I haven’t been reminded of the power of kindness and tenderness in humans for a long time.
Come From Away reaffirmed that when we come together, no matter what challenges face us, we can succeed. Now more than any time in all of our lives, we should adopt this message of humanity.
This beautiful musical by husband and wife team Irene Sankoff and David Hein tells the real story of how a small town called Newfoundland in Gander welcomed 7,000 passengers from 38 planes that were diverted due to the 9/11 terrorist attack. Gander is a small town of 9000 where we watch the community rally – schools became shelters, the ice rink became a giant kitchen and for five days and lives were changed.
This is very much an ensemble piece through and through. Whilst there is a talented new cast that I could name individually, it is all about the ensemble as one. This ensemble principle is enshrined throughout where onstage the ensemble perform precisely choreographed dance numbers and even backstage, there is no star dressing room. Another thing the makes the show unique is that the swings (who all had 5 parts to learn!) are very much part of the company from day one and that is why it looks so seamless even when someone goes on mid show with a minute’s notice.
A brilliant cast of 12 tell this story and switch elegantly between different roles throughout where the actors would be islanders and suddenly become passengers – this made the journey of bonding between those who have ‘come from away’ and the Newfoundlanders so much more intriguing to watch. Behind this cast, UK producers Joseph Smith and John Brant would always be there and support the whole team.
The characters on stage are all real. I spoke to Clive Carter (London’s original Claude) who told me about the time he spent with Claude Elliott who was elected mayor of Gander in 1996, a post he was in for 21 years. Like he does in Come From Away, Mayor Claude starts his days by going down to the local bar in town to keep in touch with the townspeople. And yes, he really was fighting with school bus drivers who came off the picket lines in order to help transport the thousands of passengers who arrived in Gander on 9/11. Claude was instrumental in orchestrating efforts across Gander and the rest of Newfoundland throughout that week.
The music in Come From Away is folky and catchy. The opening number “Welcome to the Rock” really sets the tone and is toe tappingly easy to remember. For a show that is 100 minutes long (with no interval) it is packed with memorable music.
Above all, the diverse ensemble proves the essence of community and how supporting each other allows us to overcome troubles. What struck me most was the devastation that we witnessed of one character, a mum waiting to hear from her son and the unknown consumed every moment of her being.

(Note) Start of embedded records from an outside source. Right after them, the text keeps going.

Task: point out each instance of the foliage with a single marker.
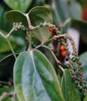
(35, 53)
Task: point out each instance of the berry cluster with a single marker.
(60, 50)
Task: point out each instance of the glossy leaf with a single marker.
(21, 5)
(85, 99)
(16, 16)
(35, 79)
(4, 25)
(40, 14)
(42, 33)
(70, 91)
(83, 60)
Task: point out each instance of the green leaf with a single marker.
(41, 33)
(83, 60)
(4, 25)
(69, 89)
(40, 14)
(21, 5)
(35, 78)
(16, 16)
(85, 99)
(4, 47)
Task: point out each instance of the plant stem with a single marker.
(11, 48)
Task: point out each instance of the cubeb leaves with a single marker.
(21, 5)
(69, 89)
(41, 33)
(35, 78)
(40, 14)
(16, 16)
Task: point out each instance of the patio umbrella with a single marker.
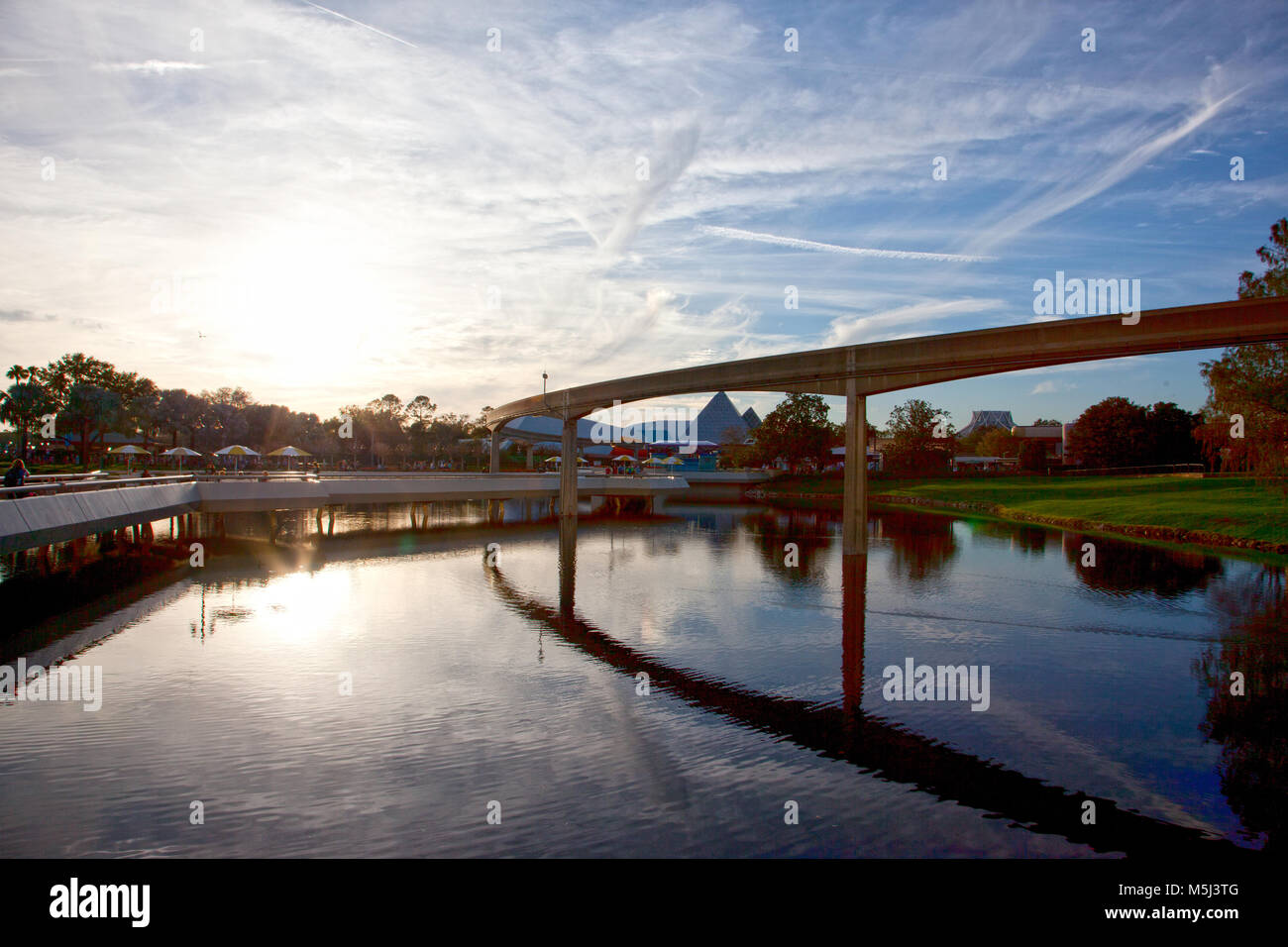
(288, 453)
(129, 450)
(180, 453)
(237, 451)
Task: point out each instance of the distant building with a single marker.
(987, 419)
(720, 421)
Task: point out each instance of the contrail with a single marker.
(837, 249)
(356, 22)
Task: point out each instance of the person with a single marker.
(16, 476)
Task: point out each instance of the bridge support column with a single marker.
(854, 512)
(568, 472)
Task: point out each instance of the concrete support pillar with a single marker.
(567, 567)
(854, 515)
(854, 579)
(568, 472)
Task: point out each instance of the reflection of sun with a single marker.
(301, 298)
(299, 603)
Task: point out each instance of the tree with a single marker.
(1274, 281)
(1250, 381)
(797, 431)
(1170, 434)
(1111, 433)
(180, 411)
(224, 414)
(914, 451)
(24, 406)
(90, 410)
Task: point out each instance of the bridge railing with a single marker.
(46, 484)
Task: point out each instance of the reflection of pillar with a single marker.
(854, 579)
(567, 565)
(854, 513)
(568, 472)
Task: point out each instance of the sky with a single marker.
(327, 204)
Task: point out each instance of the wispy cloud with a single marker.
(798, 244)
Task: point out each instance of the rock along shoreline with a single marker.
(1158, 534)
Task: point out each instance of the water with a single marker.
(381, 694)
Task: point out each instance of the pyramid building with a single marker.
(987, 419)
(720, 423)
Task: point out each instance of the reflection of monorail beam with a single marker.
(876, 745)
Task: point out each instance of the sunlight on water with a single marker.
(380, 698)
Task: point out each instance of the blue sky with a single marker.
(325, 204)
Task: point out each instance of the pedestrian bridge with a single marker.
(68, 508)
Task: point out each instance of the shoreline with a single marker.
(1168, 535)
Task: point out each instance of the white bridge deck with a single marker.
(65, 508)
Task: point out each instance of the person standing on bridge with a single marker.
(16, 476)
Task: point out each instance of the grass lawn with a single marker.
(1228, 505)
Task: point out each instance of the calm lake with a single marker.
(666, 686)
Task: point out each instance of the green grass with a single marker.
(1228, 505)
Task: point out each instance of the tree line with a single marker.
(89, 398)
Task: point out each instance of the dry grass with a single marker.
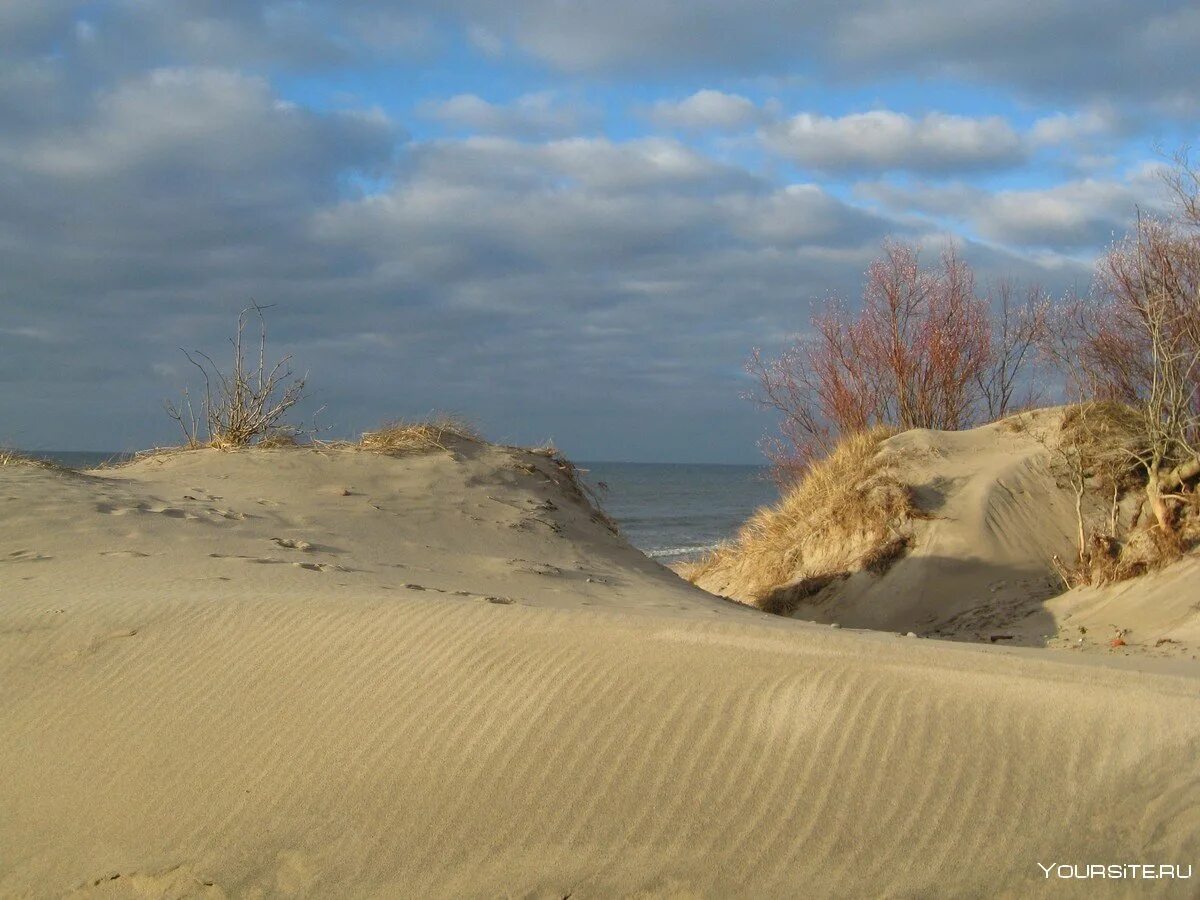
(408, 437)
(844, 515)
(1102, 442)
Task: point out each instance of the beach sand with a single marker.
(342, 673)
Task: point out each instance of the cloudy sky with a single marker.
(568, 221)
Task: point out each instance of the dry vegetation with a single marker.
(403, 437)
(928, 351)
(246, 405)
(847, 513)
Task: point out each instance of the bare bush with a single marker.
(1135, 341)
(245, 406)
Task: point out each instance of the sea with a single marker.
(670, 511)
(677, 511)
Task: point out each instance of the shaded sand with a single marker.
(191, 708)
(994, 508)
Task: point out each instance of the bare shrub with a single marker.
(246, 405)
(924, 352)
(1135, 341)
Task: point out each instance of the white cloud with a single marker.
(1079, 215)
(887, 141)
(706, 109)
(539, 114)
(1072, 129)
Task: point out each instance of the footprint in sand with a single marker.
(288, 544)
(321, 568)
(25, 556)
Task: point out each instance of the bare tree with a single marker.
(1019, 328)
(245, 405)
(918, 354)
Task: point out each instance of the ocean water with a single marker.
(675, 511)
(670, 511)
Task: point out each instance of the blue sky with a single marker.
(568, 221)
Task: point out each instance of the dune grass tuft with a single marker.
(843, 515)
(406, 437)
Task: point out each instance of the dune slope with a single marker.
(191, 709)
(991, 509)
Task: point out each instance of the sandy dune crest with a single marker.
(474, 694)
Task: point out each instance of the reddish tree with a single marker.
(923, 352)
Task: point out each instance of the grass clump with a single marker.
(841, 515)
(407, 437)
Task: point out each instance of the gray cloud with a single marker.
(541, 114)
(707, 109)
(1079, 215)
(597, 291)
(882, 141)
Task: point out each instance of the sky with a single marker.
(565, 221)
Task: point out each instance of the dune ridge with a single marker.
(469, 702)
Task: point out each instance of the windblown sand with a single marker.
(288, 672)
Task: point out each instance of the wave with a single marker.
(679, 551)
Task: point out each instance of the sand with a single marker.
(995, 507)
(287, 672)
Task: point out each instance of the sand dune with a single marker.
(346, 675)
(994, 509)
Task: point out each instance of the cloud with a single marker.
(532, 115)
(706, 109)
(1080, 49)
(1073, 129)
(887, 141)
(166, 162)
(1079, 215)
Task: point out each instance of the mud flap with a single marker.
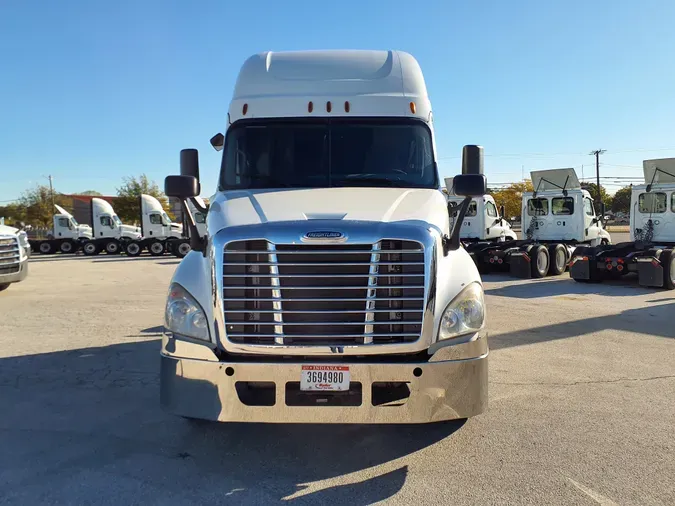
(519, 265)
(650, 272)
(581, 269)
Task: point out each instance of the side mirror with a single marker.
(218, 141)
(189, 164)
(182, 187)
(469, 185)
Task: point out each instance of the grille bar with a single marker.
(306, 294)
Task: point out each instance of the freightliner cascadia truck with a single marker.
(330, 287)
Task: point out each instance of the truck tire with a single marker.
(113, 247)
(540, 261)
(668, 263)
(156, 248)
(182, 248)
(90, 248)
(133, 249)
(46, 248)
(558, 259)
(67, 247)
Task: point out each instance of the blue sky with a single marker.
(91, 92)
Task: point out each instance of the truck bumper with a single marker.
(7, 276)
(451, 385)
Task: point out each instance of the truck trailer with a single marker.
(650, 253)
(557, 217)
(331, 287)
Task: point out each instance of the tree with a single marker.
(592, 188)
(621, 200)
(511, 197)
(127, 204)
(37, 203)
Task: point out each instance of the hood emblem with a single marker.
(324, 235)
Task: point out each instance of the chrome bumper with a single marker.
(15, 277)
(451, 385)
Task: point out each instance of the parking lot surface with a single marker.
(582, 411)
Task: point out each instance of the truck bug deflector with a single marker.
(452, 384)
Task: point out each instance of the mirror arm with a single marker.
(453, 243)
(197, 242)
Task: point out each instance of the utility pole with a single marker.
(597, 154)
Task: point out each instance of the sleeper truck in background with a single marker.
(331, 286)
(650, 253)
(557, 217)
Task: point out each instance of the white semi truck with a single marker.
(14, 253)
(557, 217)
(650, 253)
(331, 286)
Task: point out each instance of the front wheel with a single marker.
(539, 261)
(90, 249)
(156, 248)
(133, 249)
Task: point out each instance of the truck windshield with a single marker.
(328, 153)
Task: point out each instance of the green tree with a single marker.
(511, 197)
(38, 205)
(592, 188)
(128, 202)
(621, 200)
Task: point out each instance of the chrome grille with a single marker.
(305, 294)
(10, 252)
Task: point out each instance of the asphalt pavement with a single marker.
(581, 407)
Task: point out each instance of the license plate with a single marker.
(324, 378)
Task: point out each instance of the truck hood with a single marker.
(236, 208)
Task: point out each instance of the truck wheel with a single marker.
(90, 249)
(539, 261)
(156, 248)
(182, 248)
(113, 247)
(558, 259)
(67, 247)
(133, 249)
(45, 248)
(668, 262)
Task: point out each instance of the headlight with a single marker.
(465, 314)
(184, 316)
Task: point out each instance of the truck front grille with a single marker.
(10, 252)
(323, 294)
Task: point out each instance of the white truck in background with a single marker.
(14, 253)
(650, 253)
(331, 287)
(557, 217)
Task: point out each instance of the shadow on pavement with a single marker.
(551, 287)
(85, 425)
(653, 320)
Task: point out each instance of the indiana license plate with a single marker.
(324, 378)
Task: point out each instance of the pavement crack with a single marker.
(587, 382)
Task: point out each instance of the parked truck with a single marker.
(14, 253)
(650, 253)
(331, 286)
(557, 217)
(66, 235)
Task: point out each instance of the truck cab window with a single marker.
(562, 206)
(323, 153)
(653, 202)
(537, 207)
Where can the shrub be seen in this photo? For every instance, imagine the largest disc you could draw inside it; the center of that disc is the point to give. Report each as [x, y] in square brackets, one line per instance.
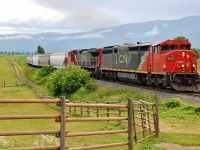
[43, 72]
[197, 110]
[68, 80]
[91, 86]
[172, 103]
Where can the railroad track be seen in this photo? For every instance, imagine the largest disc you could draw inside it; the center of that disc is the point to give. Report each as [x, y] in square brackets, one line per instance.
[192, 98]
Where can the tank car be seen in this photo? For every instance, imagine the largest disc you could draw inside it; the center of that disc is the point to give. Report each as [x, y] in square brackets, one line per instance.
[58, 60]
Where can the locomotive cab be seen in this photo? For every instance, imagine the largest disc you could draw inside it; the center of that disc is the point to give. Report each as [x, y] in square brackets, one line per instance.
[180, 65]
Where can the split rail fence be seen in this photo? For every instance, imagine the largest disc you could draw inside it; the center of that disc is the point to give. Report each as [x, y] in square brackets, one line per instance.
[26, 82]
[62, 133]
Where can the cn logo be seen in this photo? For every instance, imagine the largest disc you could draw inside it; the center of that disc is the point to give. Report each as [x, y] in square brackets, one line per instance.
[179, 63]
[123, 58]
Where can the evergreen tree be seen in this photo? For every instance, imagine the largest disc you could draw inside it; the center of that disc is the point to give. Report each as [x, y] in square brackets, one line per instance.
[40, 50]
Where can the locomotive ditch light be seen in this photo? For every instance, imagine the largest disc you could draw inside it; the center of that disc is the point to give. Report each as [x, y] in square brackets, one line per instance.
[170, 58]
[183, 54]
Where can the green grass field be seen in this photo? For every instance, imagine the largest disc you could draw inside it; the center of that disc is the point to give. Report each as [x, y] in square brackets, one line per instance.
[176, 126]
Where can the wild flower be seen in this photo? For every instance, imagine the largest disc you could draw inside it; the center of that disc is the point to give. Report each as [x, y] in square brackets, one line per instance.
[4, 143]
[46, 140]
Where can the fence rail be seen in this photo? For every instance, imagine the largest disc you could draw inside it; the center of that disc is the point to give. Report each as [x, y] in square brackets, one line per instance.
[12, 83]
[26, 82]
[63, 134]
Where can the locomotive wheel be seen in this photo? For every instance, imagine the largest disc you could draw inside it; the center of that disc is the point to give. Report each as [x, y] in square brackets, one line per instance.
[114, 76]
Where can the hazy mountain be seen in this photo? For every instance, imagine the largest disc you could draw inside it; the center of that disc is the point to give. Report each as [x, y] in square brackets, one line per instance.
[130, 33]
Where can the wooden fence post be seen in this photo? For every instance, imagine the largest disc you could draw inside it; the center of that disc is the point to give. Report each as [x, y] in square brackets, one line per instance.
[130, 124]
[157, 117]
[62, 123]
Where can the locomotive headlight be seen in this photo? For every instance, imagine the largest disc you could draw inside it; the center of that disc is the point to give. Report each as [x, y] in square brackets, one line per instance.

The unique Newfoundland accent deserves a special mention. It is where multiple accents collide and sounds like a mix of Irish, Scottish English and American. Not easy to master! The cast all receive accent coaching over video calls with Dialect Coach Joel Goldes from California on a regular basis and as Clive Carter told me, it is like having a gym workout for the voice.
The writers spent the 10th anniversary of the attacks in Gander, where a reunion between islanders and come from aways was a moving reminder of the life long relationships made during those few days.
Come From Away is currently booking until 13 February 2021 at The Phoenix Theatre.